Other players in the country include Etix Everywhere, HosToWeb and MTDS. In 2017, MTDS launched Morocco’s first internet exchange point in its data centre, allowing its internet and hosting customers to connect directly and locally to the country’s three licensed telecommunications networks. Previously, when the three networks were not interconnected, national traffic between them passed through Europe. However, perhaps the most significant develop of late was the World Bank’s US$500 million loan to support Morocco’s digital inclusion reforms and start-up community. Approved in June, it was part of the World Bank’s Covid-19 support plan, given the rapid growth in demand for digital services in the first half of the year. Senior economist and co-task team leader, Dalia Al Kadi, said the program would allow Moroccan start-ups to “import digital services that are not available in Morocco,” thus improving the country’s competitiveness.

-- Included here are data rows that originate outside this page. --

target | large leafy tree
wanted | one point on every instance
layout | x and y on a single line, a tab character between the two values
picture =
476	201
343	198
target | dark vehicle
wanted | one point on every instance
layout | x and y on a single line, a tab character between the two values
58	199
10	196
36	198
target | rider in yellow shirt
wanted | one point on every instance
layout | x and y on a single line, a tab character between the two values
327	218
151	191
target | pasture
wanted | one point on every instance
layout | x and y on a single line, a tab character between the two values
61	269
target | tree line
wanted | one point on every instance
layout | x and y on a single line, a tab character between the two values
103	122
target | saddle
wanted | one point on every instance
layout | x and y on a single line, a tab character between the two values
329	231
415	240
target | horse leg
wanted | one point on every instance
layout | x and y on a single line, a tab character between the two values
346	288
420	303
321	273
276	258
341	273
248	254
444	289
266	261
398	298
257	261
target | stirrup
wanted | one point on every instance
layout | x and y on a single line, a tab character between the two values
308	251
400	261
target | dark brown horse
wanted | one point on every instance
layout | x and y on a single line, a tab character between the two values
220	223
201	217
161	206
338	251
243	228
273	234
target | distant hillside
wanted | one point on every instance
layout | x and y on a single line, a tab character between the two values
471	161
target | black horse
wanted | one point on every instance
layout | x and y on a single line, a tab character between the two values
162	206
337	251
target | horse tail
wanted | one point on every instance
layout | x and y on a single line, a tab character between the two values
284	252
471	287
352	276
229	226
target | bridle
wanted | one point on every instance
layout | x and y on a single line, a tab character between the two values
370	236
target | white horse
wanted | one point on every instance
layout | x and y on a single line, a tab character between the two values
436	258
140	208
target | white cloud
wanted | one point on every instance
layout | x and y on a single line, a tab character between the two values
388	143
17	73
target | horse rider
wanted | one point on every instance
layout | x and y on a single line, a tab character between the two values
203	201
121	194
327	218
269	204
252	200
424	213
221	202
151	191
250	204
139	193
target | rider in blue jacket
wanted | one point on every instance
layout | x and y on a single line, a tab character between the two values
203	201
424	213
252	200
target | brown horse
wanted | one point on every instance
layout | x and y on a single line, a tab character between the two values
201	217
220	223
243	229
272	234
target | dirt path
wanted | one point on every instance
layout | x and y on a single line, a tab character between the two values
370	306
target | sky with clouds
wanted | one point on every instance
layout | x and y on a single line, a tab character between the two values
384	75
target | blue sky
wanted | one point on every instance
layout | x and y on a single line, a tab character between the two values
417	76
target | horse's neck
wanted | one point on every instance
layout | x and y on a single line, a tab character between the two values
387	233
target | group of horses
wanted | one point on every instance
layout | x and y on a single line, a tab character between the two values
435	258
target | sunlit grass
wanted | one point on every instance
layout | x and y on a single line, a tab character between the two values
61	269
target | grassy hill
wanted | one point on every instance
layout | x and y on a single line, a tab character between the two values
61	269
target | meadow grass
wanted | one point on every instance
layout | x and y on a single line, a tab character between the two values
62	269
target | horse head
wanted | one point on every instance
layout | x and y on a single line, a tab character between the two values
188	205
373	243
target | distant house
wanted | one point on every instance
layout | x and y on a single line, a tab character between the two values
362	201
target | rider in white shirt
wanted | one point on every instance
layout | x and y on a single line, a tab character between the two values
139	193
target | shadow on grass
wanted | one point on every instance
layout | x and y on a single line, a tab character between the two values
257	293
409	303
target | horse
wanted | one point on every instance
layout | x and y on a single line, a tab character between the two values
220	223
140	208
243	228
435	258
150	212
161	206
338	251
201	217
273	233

Supported by a raft of new legislation, Egypt’s previously overlooked data centre market is preparing for a growth spurt. The country’s new data protection law was passed in August, paving the way for domestic and foreign players to announce construction projects. When the law was passed, Egypt’s minister of communications and IT, Amr Talaat, said the data centre industry is one of the most promising for Egypt’s economic growth and that it will attract international investments. This predicted growth will be further supported by Egypt’s subsea infrastructure; in fact, once complete the 2Africa cable will leave the continent for Europe via Egypt. Ensuring the workforce of the future has the necessary skills in place to thrive in the new digital economy, Egypt has rolled out a tech training initiative that will give 10,000 young people a free tech scholarship. Announcing the initiative in June,
Hala El-Gohary, who was then interim CEO of the IT Industry Development Agency, said: “With the strong momentum towards going all-digital, we are offering our youth a unique virtual academy with free nano-degree programmes.”

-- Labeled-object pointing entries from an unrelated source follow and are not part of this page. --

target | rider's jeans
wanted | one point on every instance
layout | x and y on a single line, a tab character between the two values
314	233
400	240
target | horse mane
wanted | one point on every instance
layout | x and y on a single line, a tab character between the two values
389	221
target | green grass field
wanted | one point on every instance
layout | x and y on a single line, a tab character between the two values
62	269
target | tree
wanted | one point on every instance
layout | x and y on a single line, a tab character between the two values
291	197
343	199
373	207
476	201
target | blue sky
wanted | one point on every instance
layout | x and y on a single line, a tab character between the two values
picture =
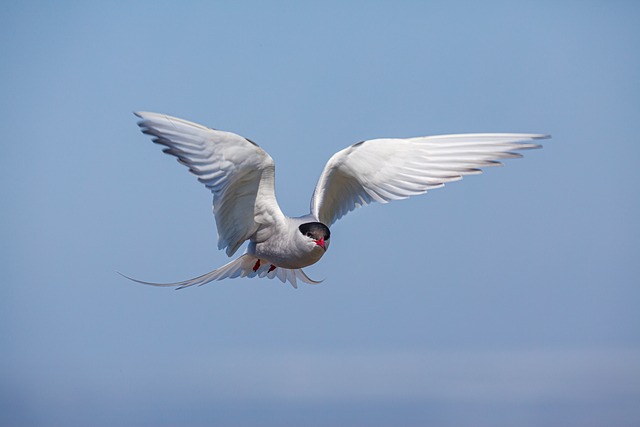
509	298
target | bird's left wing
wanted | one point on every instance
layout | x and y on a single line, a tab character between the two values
238	172
382	170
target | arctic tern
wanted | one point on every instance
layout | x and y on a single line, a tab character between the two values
240	175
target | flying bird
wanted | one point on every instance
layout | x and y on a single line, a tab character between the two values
240	175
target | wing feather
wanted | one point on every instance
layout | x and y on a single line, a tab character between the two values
236	170
383	170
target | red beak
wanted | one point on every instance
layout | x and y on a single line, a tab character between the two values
320	243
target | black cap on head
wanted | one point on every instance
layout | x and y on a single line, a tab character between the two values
315	230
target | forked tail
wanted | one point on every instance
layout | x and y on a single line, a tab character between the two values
245	266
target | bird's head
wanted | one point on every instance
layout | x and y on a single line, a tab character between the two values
316	232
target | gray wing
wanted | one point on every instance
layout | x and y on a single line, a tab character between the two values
238	172
382	170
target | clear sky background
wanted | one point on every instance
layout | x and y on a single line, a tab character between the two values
506	299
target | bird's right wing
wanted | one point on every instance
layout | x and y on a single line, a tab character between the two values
238	172
382	170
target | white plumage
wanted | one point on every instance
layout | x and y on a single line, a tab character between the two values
240	175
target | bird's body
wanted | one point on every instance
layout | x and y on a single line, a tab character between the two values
240	175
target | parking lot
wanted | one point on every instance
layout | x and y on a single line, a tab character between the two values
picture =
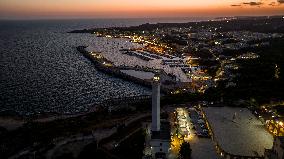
189	126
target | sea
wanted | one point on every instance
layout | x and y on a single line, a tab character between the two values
42	72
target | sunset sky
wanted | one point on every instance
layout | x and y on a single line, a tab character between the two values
136	8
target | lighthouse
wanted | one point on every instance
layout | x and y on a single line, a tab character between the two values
156	103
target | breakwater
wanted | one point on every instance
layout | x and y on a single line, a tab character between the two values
107	67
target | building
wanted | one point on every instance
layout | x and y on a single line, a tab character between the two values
160	131
277	151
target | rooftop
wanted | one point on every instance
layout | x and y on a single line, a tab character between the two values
164	133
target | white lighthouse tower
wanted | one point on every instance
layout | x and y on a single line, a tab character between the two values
156	103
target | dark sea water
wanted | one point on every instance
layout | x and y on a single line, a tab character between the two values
41	70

Nigeria’s data centre market is one driven by the near explosive rate of broadband penetration, as well as the modernisation of the business environment. Since 2017, overall capacity across the country has doubled, thanks to the presence of key players – and two in particular are keen to make a splash. Africa Data Centres earlier this year announced it had secured land in Nigeria to build “the largest data centre” in the country and domestic operator Rack Centre is also planning a mega-facility following the cash boost it received when UK-based investor Actis, took a controlling stake in the company. Its plans are to double its 750kW capacity across west Africa and create “one of the largest data centres on the continent”. While the two battle for the crown, Actis is busy making further plans, and has committed to invest US$250 million in new facilities across the continent to 2023. Director Kabir Chal told the Financial Times earlier this year: “If you look at the trends around data, data consumption, cloud migration globally — those trends have played out in many markets and have led to significant growth of the data centre sector. Africa is no different: you see digitisation, the inexorable migration to cloud, and really the advent of big data but, as a consequence, the supply of data hasn’t kept up.” Rack Centre’s current facility features a connection to over 35 of the major carriers and Internet Service Providers (ISPs) in Nigeria, Tier 1 networks, pan-Africa international carriers, and direct connection to all five undersea cables serving the South Atlantic Coast of Africa.